Although the story/plot of Resident Evil: Revelations may employ the same old rehashed malarkey that we’re used to, the settings are a masterful breath of fresh air. Players will jump between the stories of different characters and explore everything from a creepy cruise ship to eerie outdoor environments. The transition between characters is automatic and will usually happen just as a suspenseful, cliffhanger type of situation is introduced.

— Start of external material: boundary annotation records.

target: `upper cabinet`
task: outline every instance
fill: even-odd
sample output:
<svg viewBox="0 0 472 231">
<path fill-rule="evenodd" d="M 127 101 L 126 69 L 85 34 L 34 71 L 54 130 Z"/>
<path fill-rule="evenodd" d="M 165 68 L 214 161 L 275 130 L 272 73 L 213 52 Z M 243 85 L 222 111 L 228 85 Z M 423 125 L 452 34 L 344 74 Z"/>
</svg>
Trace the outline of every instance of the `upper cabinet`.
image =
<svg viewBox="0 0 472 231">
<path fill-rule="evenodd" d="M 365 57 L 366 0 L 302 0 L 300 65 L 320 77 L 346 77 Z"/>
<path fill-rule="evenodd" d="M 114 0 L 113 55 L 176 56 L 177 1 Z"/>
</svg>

The game is broken up into many 10 to 15 minute chapters, probably originally designed that way with a handheld in mind. Much like a TV show, you will get a recap of the story events you last played through before the beginning of each episode. Games that experiment with this sort of storytelling are becoming more common: maybe it’s a motion to capture the TV audience and integrate video games as a more “acceptable” form of entertainment. In any case, it works very well.

The scarcity of different enemy types was surprising as Resident Evil has always incorporated several creative enemies and introduced them with goosebump-inducing cutscenes. Your bad guy supply is very limited here and it may get tiresome defeating the same ugly things over and over again. Inventory and ammunition is light as always and AI partners usually cannot be relied upon. They are not exactly a hindrance, but the enemies they are shooting, if they are hit, seem to become bullet sponges.

Visuals:
It is worth noting that main character models are much more detailed that the environments and NPCs they interact with. There is some lazy texture-work in areas that are meant to be run through and some great detail on walls/hallways involving puzzle interaction. Some sort of visual priority system that I also noticed in Resident Evil 6 becomes much more obvious and noticeable than with other games that employ the same tactic.

RER 1

Players that are familiar with the DS version of Resident Evil: Revelations may expect that this series-favorite must look fantastic in HD but unfortunately, that is not the case here. Of course many parts of this game are going to be up-rezzed versions of their former selves, but in this day and age of HD remakes, Resident Evil: Revelations does not match some of the competition.

Audio:
Audio has always been a part of Resident Evil’s mystique and this title is no exception.  As is the case with the best horror films, sharp tones and crashing instrumentals are used to accentuate the surprising parts of the game while slow and eerie melodies fill out the downtime.

Sound effects from enemies, weapons, and character-environment interaction equal a sum greater than its parts as they blend together with a harmony that fully supports a goal of immersion.  Headphones or surround sound can definitely quantify the experience but are not necessary to appreciate the effort put into this game’s sound.

Online/Multiplayer:
Resident Evil: Revelations has a Raid Mode that you can play either solo or online. It is broken up into levels of increasing difficulty. Players will find Battle Points that are used to upgrade/buy new weapons and skills. A leveling system much like an online FPS is included. There isn’t anything groundbreaking about it but it can provide entertainment for hours on end. It is a nice aside to the campaign and a valiant effort to add longevity and keep consumers from trading this title in.

Unfortunately, there is no co-op support in campaign mode.

RER 4

Conclusion:
Resident Evil: Revelations became a fan-favorite in the series when released on the DS and it is fantastic that fans without the platform will finally get to play it. Although the latest Resident Evil games have been sufficient as a different approach to the IP, this game offers the slow-paced, survival horror experience that fans have been clamoring for. If you’re like me, your earliest memories of this franchise are from the PS1, and you were waiting to get your hands on the latest GamePro magazine to get you through some tough puzzles (the internet was trash back then kids). Resident Evil: Revelations brought me back to those days and it stays true to the formula that made it famous while incorporating creative environments and thought-provoking challenges. The difference was that this time, I had a little help from YouTube.